Cancer drug shortages are impacting the quality of care for a high number of patients, according to a new study presented at the 2013 annual meeting of the American Society of Clinical Oncology.

As the largest study of its kind to date, the report shows that shortages, which have hit drugs to treat pediatric, gastrointesntinal and blood cancers the hardest, are leaving doctors unable to prescribe standard chemotherapy.

In discovering this the research team surveyed a random sample of 500 board-certified U.S. oncologists in late 2012 and early 2013 in order to decipher the impact of drug shortages in their practice during the previous six months.

Of the 250 physicians who responded to the survey, 83 percent said they've faced a drug shortage.

Of that number, 78 percent said drug scarcity had forced them to treat a patient with a different drug or drug regimen while 77 percent said they had to substitute different drugs partway through therapy.

Furthermore, 43 percent said they were forced to delay their patients’ treatment and another 37 percent had to choose among patients who needed a particular drug.

Finally, 29 percent reported omitting doses, 20 percent reducing doses and 17 percent simply referred patients to another practice..

Dr. Keerthi Gogineni is an instructor in the division of Hematology-Oncology with the University of Pennsylvania's Abramson Cancer Center as well as the study’s lead senior author.

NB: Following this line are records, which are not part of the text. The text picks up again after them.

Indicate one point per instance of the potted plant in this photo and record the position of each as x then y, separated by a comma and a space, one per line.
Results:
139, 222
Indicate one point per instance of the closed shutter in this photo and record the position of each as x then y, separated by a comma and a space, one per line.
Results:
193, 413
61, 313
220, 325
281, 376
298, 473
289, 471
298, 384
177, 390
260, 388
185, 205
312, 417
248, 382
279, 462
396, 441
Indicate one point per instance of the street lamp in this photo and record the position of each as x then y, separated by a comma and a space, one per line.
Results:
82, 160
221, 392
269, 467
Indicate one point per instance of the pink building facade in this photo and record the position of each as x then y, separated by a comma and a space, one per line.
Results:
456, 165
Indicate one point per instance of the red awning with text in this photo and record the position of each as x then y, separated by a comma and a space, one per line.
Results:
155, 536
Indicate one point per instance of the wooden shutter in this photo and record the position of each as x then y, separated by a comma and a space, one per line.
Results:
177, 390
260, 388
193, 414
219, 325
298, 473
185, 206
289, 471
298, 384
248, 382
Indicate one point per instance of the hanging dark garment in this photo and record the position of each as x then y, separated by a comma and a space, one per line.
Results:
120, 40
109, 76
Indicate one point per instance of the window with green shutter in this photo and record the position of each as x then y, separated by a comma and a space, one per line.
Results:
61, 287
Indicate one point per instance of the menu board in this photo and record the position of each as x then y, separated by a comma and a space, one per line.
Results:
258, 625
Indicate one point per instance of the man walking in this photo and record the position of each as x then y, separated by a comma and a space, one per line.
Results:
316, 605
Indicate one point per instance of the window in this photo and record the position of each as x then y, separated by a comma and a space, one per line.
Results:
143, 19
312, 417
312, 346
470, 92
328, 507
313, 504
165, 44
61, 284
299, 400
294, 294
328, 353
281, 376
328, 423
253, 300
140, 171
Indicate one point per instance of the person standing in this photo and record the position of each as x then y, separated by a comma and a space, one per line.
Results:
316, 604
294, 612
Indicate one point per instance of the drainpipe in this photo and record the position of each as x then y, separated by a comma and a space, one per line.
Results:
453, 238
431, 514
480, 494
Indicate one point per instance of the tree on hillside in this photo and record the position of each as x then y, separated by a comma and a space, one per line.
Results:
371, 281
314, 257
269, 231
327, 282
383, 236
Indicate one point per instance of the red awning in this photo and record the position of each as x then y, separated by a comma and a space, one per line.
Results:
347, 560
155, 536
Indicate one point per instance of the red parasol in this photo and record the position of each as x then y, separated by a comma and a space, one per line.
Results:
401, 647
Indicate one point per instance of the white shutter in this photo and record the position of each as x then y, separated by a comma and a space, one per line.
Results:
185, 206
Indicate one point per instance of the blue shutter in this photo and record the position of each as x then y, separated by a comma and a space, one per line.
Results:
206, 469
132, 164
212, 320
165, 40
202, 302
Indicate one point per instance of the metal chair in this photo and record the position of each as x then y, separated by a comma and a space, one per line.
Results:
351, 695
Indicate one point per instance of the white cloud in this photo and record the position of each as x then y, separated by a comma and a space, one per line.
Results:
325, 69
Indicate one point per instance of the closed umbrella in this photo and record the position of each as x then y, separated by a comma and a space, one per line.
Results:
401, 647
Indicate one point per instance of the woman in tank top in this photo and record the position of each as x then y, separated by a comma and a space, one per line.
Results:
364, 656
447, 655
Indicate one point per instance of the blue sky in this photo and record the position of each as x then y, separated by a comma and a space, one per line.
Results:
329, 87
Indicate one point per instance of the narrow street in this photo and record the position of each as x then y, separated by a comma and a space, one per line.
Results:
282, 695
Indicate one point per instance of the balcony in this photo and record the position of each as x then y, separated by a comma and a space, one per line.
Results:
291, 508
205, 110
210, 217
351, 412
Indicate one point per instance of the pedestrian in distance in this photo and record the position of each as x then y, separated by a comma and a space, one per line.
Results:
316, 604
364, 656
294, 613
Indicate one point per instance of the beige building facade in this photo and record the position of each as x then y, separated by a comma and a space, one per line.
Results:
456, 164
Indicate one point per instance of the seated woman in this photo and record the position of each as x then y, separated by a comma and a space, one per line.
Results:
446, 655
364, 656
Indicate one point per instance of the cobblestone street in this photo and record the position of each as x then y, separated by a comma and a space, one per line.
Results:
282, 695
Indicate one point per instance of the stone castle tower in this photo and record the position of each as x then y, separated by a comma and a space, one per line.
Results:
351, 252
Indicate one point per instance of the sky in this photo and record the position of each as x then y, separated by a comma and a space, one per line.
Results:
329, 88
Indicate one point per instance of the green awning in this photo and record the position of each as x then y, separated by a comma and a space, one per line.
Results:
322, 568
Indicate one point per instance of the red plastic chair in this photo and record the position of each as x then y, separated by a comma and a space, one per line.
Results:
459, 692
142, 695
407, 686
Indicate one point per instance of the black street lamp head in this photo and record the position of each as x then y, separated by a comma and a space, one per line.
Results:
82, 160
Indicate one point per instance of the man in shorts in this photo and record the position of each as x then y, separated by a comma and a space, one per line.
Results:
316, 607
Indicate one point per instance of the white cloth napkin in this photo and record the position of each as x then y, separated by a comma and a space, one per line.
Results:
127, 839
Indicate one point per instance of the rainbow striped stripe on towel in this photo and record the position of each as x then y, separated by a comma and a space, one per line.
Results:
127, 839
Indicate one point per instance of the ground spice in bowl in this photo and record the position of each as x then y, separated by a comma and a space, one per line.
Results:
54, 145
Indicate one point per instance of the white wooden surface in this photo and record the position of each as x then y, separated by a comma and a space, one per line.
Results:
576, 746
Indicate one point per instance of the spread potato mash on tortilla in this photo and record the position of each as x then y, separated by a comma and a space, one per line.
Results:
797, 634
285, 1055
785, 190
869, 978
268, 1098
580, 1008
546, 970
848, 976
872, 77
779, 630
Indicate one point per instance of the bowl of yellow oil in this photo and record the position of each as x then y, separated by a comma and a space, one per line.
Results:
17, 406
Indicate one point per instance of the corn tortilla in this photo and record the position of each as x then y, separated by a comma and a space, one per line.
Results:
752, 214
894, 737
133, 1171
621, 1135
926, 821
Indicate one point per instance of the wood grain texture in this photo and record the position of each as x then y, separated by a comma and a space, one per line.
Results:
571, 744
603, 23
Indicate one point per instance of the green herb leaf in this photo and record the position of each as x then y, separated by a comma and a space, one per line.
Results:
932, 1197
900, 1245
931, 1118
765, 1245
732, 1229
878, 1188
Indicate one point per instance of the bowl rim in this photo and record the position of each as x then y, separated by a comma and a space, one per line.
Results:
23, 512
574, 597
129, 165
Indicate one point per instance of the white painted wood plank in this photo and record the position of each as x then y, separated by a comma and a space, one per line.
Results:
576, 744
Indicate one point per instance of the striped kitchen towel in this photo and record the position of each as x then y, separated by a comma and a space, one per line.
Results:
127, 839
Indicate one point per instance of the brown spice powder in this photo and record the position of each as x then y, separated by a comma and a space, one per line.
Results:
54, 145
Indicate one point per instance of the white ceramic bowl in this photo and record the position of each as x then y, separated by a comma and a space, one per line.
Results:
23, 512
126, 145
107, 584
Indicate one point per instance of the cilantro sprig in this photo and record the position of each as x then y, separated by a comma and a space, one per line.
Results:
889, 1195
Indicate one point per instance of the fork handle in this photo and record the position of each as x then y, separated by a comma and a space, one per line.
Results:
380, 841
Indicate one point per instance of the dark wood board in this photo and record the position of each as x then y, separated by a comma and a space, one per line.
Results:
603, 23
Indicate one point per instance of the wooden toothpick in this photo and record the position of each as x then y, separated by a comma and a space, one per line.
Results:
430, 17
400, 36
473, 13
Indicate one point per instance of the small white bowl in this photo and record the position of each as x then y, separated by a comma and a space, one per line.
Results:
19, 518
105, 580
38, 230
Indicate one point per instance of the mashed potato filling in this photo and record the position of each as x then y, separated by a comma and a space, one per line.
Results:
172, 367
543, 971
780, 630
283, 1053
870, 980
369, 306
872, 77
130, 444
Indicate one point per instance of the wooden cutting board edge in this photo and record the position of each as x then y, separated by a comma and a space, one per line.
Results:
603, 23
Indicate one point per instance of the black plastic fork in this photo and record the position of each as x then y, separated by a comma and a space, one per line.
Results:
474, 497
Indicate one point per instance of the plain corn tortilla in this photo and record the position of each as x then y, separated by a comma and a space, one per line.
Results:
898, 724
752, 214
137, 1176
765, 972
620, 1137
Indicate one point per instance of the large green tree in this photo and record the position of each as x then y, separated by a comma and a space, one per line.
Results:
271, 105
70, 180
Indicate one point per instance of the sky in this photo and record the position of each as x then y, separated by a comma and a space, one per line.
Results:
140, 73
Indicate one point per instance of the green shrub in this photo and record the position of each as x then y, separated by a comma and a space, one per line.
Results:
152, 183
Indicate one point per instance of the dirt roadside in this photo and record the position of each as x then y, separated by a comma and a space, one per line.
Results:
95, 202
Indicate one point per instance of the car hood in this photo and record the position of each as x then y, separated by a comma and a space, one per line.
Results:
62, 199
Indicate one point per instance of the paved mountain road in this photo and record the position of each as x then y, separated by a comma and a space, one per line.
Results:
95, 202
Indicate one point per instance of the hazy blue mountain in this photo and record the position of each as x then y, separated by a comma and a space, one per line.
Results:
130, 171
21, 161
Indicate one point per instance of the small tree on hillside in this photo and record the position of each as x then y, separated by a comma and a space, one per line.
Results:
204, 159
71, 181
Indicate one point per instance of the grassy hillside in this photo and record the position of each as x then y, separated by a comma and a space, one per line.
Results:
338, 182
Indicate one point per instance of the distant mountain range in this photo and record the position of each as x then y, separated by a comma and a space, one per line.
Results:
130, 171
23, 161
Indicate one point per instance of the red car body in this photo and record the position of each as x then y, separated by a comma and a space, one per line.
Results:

Of the study, she said in a press release, "Our results indicate that the vast majority of oncologists in the country are facing wrenching decisions about how to allocate lifesaving drugs when there aren't enough to go around."

And while much of the burden of decision-making may rest on oncologists, the potential effects on the patients include increased health risk as well as a general driving up of the costs of cancer care.

In a recent study, St. Jude's Research Hospital linked drug shortages to higher relapse rates among young people with Hodgkin lymphoma, with the number of patients who were cancer free after two years falling from 88 percent before the shortage to 75 percent after when doctors had to substitute an alternate drug.

However, despite the widespread nature and severity of the problem, the study’s authors further noted that 70 percent of doctors surveyed said their cancer centers or practices had no formal guidance in terms of allocating drugs.

"This is a dynamic problem, and when we learn about new shortages on the horizon, there is usually not a lot of time to plan for how to deal with them," Gogineni says. "Guidelines must be rapidly updated and disseminated, both to large academic medical centers and smaller community hospitals and practices -- where the majority of cancer care is delivered and which often lack the bulk-buying power to keep scarce drugs in necessary supply."